Naively, one might think for a given value $y’$, one can just pick up its probability as $f_X(x’)$, where $y’ = f(x’)$. This is correct when $x$ is a discrete random variable and we are talking about probability mass function. However, when $x$ is a continuous random variable, this approach gives wrong results. For the continuous case, the probability of a single point has no meaning. Rather, it is the probability of finding something in a given interval that is conserved across transformations. Making the interval become infinitesimal, we can approximate the area under the curve by a rectangle as shown in the figure.
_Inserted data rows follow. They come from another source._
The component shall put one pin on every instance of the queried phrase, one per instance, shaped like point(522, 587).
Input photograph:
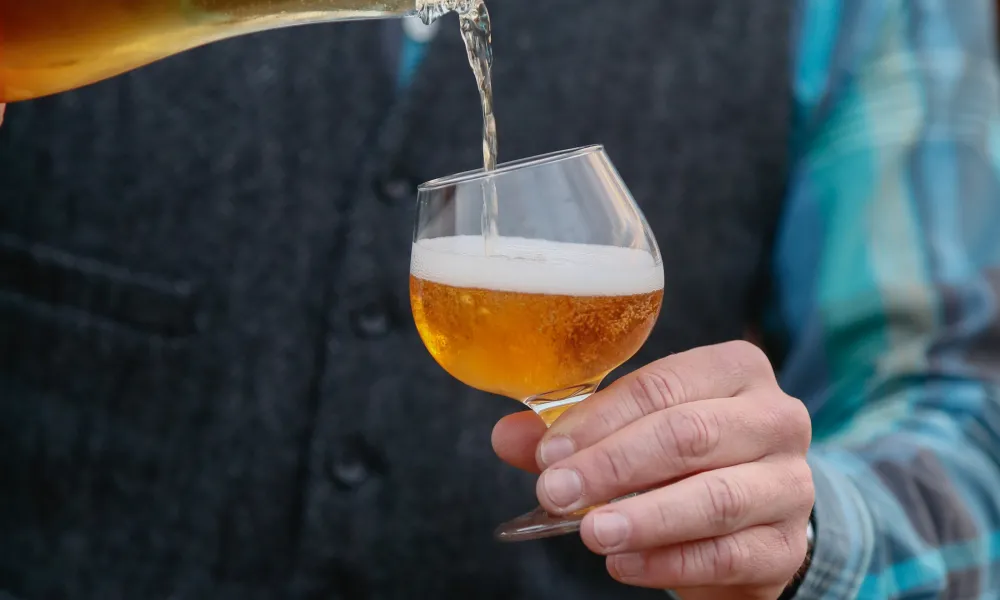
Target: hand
point(725, 447)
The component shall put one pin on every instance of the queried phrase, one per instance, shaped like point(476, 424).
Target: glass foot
point(538, 525)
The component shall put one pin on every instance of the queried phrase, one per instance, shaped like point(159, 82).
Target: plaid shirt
point(887, 271)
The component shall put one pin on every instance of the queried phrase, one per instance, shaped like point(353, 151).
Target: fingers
point(515, 438)
point(675, 443)
point(707, 505)
point(758, 556)
point(711, 372)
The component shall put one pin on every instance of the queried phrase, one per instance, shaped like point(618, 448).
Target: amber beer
point(49, 46)
point(560, 317)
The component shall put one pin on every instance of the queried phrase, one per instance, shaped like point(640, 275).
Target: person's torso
point(210, 385)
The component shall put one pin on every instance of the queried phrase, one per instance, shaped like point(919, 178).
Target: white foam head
point(536, 266)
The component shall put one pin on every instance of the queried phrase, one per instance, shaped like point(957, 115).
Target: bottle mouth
point(509, 167)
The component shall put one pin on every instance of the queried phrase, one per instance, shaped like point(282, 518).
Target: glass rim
point(510, 167)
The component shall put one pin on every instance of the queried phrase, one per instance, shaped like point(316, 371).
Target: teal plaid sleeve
point(886, 312)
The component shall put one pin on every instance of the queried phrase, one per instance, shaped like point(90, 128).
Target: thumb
point(732, 593)
point(516, 437)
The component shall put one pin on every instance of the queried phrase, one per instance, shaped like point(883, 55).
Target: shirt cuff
point(844, 536)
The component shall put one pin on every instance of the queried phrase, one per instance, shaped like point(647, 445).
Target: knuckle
point(688, 435)
point(656, 388)
point(727, 557)
point(800, 423)
point(612, 465)
point(786, 422)
point(727, 503)
point(800, 481)
point(789, 550)
point(748, 360)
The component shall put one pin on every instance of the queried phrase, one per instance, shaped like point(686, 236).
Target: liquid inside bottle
point(50, 46)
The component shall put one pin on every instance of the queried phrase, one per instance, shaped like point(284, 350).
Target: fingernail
point(562, 486)
point(556, 449)
point(610, 529)
point(629, 566)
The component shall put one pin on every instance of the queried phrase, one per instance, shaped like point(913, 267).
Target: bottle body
point(50, 46)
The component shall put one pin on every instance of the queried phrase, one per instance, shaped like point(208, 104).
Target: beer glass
point(566, 289)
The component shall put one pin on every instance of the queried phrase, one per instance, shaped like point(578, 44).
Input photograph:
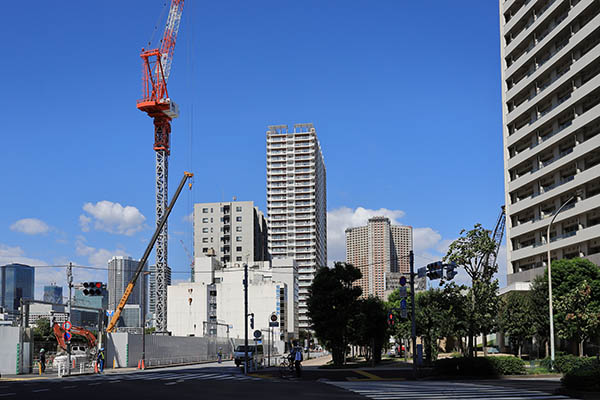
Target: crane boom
point(142, 263)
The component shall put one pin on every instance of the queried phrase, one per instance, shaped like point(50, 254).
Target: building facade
point(235, 230)
point(53, 294)
point(120, 271)
point(551, 120)
point(213, 305)
point(297, 203)
point(380, 251)
point(16, 283)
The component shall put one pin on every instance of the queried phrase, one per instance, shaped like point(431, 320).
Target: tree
point(369, 327)
point(516, 318)
point(472, 251)
point(567, 274)
point(581, 317)
point(332, 302)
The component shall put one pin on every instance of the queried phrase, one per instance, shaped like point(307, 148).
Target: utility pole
point(70, 283)
point(245, 318)
point(412, 311)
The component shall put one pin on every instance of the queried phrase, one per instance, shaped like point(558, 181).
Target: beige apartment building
point(380, 251)
point(551, 120)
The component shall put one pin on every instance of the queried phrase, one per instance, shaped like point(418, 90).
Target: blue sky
point(405, 97)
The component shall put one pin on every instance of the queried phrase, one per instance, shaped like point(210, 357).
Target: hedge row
point(480, 366)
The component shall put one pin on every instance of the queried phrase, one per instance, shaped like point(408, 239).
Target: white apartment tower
point(380, 251)
point(551, 120)
point(297, 203)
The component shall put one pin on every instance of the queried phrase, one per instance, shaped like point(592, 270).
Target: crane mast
point(155, 101)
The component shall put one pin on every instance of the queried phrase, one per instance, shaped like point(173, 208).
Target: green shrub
point(568, 362)
point(508, 365)
point(482, 367)
point(583, 378)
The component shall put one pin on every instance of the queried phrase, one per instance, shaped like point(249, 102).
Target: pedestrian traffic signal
point(435, 270)
point(451, 271)
point(92, 288)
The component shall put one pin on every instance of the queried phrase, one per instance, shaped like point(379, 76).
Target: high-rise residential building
point(53, 294)
point(235, 230)
point(16, 283)
point(551, 116)
point(297, 203)
point(152, 286)
point(380, 251)
point(120, 271)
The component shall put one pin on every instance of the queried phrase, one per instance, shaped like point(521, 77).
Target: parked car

This area (mass) is the same when we transform to the variable $y$. In other words the following equality holds:

\[\mathrm{pdf}_X(x)\ dx = \mathrm{pdf}_Y(y)\ dy, \qquad ......dy = f'(x)\ dx\]

Let’s look at a few examples:

1. LogNormal Distribution: If $x$ is Gaussian distributed, then $y = e^x$ is said to have lognormal distribution. Let’s find its pdf using the above relation.

\[g_Y(y) = f_X(x) \frac{dx}{dy} = \frac{1}{\sqrt{2 \pi \sigma^2}} e^{-\displaystyle \frac{(x -\mu)^2}{2 \sigma^2}} \left(\frac{1}{y}\right) = \frac{1}{\sqrt{2 \pi \sigma^2}y} e^{-\displaystyle \frac{(\ln y -\mu)^2}{2 \sigma^2}}\]

composite

2. Flux transmission: The flux field we observe from the absorption of Lyman-alpha photons by neutral Hydrogen in the intergalactic medium is related to the density field which is Gaussian in nature through the relation:

\[F(\mathbf{x}) = \exp \left[-A \exp \left(\beta \left[\delta_g(\mathbf{x}) - \frac{\sigma_g^2}{2} \right] \right) \right]\]

The dependence of flux on density is thus highly non-linear. However, at earlier times when the variance on $\delta$ was small, the flux was roughly Gaussian distributed too. To find the exact pdf, we start by noting that:

\[\frac{dF}{d\delta_g} = \beta\ F \ln F\]

Thus we have,

\[p(F) = -\frac{p(\delta_g)}{\beta\ F\ ln F},\]

where $\delta_g$ for a given $F$ can be calculated from the first equation. We need a negative sign cause $F$ is a monotonically decreasing function of $\delta_g$.